(Cinquième rencontre)
Istanbul ! La ville aux cinq cents mosquées,
aux quatre cent inquante églises, aux cinquante synagogues.
Vieille Byzance chargée de souvenirs, ancienne Constantinople
à la mystérieuse histoire, point de rencontre entre
l'orient et l'occident ! Je suis arrivé à Istanbul
le 23 décembre 1966 vers 19 heures et à peine dans
le taxi qui me conduisait à mon hôtel, je fus aux
prises avec le tempérament de ce peuple pour qui tout
est une raison de commerce - même l'argent. Le
chauffeur me proposa immédiatement un change plus avantageux,
disait-il, que le change officiel et c'était vrai, mais
je m'aperçus
plus tard que l'on pouvait obtenir d'autres sources un change plus
avantageux encore, supérieur de près de trente pour
cent au taux légal ! En pleine période de Ramadan,
toutes les mosquées d'Istanbul sont illuminées
et certaines citations du Coran brillent, la nuit, de tous leurs
feux sur certains
édifices illuminés. La tolérance la plus absolue
règne dans ce pays qu'Ataturk, à qui les turcs portent
un véritable culte, a régénéré.
Aucun ecclésiastique n'est autorisé à porter
la tenue de son office en dehors des lieux de culte et cette
loi s'applique
aussi bien aux musulmans qu'aux juifs ou aux chrétiens. Ataturk
ordonna, en effet la liberté du culte, mais avec cette restriction:
"A la mosquée, à l'église, au temple ou
à la synagogue, vous avez toute liberté d'user des
ornements ou vêtements religieux de votre choix, aussi bien
que de rendre
à Dieu le culte qui est le vôtre. Au dehors, vous devenez
des hommes".
J'ai eu le privilège à Istanbul, d'avoir un chauffeur
exceptionnel et je me souviendrai toujours de Mehmet. C'était
un homme de soixante-huit ans, loin de les paraître, et d'une
carrure impressionnante. Ses yeux, derrière de grosses lunettes,
pétillaient de malice et d'intelligence.
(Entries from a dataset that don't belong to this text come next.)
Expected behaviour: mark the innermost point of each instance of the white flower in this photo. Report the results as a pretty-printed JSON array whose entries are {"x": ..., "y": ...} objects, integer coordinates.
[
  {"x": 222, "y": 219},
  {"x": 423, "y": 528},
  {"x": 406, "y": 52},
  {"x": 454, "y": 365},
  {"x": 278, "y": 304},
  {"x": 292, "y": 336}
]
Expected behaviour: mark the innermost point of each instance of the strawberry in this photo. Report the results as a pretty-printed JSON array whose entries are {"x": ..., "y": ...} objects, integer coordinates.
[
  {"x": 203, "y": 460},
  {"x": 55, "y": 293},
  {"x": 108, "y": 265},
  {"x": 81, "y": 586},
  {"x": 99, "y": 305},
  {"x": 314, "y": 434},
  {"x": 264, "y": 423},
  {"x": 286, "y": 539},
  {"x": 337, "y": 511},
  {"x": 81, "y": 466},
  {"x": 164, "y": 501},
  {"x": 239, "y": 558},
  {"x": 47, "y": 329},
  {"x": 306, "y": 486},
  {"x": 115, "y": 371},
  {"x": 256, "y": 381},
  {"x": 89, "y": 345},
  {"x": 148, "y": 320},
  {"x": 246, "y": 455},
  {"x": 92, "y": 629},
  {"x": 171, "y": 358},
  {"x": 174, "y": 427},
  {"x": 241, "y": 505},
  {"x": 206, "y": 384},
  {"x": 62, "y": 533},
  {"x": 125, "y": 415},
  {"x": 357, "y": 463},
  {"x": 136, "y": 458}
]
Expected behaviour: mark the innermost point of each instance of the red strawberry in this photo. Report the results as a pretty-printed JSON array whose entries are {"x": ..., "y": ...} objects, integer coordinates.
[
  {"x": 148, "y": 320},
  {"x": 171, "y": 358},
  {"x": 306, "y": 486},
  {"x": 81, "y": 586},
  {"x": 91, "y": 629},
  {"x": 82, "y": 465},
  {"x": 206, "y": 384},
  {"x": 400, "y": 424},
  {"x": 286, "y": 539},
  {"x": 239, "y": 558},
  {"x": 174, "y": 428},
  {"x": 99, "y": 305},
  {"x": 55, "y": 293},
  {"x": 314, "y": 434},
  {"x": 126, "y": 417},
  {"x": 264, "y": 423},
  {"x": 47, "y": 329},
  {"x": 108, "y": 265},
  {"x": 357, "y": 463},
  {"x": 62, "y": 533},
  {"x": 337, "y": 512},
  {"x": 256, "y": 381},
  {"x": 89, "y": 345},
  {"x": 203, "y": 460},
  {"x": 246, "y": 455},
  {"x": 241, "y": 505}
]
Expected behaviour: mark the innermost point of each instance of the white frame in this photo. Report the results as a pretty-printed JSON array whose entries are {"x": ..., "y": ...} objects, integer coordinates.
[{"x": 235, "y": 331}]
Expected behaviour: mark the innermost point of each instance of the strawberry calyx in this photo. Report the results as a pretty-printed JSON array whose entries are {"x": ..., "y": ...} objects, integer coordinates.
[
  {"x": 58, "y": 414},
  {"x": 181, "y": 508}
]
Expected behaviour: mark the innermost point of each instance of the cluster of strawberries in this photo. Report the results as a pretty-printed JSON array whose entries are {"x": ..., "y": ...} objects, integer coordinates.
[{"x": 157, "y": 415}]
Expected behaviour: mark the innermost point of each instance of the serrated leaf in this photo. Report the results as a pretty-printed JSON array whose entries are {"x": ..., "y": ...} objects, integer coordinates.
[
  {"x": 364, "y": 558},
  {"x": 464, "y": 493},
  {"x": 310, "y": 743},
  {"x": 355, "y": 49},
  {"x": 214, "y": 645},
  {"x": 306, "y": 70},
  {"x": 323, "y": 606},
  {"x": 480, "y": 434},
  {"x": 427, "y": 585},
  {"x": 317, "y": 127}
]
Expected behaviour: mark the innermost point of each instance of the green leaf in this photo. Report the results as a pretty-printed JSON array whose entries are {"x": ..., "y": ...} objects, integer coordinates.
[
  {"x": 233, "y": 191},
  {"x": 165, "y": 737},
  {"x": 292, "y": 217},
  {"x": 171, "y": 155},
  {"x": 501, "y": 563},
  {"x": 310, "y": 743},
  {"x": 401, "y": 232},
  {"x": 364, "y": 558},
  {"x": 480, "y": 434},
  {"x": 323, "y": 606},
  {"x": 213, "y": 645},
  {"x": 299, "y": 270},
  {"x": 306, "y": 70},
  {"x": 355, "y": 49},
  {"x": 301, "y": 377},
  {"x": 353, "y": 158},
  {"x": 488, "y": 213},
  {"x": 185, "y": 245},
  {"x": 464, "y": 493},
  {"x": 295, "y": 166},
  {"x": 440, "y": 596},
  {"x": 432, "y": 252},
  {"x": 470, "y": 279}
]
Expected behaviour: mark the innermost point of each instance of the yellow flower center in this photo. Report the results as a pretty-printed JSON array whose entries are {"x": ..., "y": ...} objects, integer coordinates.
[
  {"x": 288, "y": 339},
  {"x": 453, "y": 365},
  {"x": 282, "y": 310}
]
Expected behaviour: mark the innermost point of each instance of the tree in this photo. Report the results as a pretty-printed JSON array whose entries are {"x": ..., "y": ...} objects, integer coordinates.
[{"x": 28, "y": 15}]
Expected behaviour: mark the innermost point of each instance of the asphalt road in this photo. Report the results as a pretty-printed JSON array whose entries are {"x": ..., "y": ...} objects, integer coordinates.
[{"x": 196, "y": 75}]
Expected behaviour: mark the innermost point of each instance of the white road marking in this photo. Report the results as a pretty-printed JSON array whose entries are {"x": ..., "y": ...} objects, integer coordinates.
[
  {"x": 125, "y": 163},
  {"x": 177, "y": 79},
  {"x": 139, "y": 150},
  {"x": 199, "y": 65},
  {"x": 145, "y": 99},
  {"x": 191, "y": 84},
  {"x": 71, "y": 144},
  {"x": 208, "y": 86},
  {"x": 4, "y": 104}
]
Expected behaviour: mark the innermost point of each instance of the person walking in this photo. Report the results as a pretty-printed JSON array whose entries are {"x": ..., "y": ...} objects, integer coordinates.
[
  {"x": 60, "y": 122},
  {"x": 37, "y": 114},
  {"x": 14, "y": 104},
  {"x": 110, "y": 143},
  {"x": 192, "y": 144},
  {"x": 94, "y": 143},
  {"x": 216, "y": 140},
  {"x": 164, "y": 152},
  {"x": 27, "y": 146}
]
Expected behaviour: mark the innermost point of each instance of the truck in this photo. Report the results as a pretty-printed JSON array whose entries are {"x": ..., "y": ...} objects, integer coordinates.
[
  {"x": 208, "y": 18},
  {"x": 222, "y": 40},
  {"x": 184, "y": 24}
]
Il parlait le français
à la perfection, l'anglais tout autant et il était
présentement occupé à apprendre l'espagnol. Dès
le lendemain de mon arrivée, alors qu'il venait de se mettre
à ma disposition, il fit une longue aspiration et commença
avec solennité: "Istanbul s'appelait naguère Byzance...
" et j'eus droit au cours d'histoire le plus complet qu'il m'était
possible d'espérer. Je dois à Mehmet des explications
uniques sur la vie, les moeurs et la psychologie du peuple turc.
Cet homme, d'une haute moralité, savait aussi
bien louer les vertusde son peuple que regretter ses imperfections,
mais avec philosophie, il concluait : "Aujourd'hui, c'est mieux
qu'hier et demain sera mieux. qu'aujourd'hui". C'est avec lui
que j'assistai dans la Mosquée Bleue, au culte musulman
dont la simplicité et la ferveur frappent en ce pays, l'étranger..
J'étais à quelques pas du mufti et ni lui ni aucun des
fidèles, les hommes beaucoup plus nombreux que les femmes placées
à l'arrière en un endroit à elles réservé,
ne prêtèrent attention à ma présence. Tous
jeunes et moins jeunes, participaient à la cérémonie.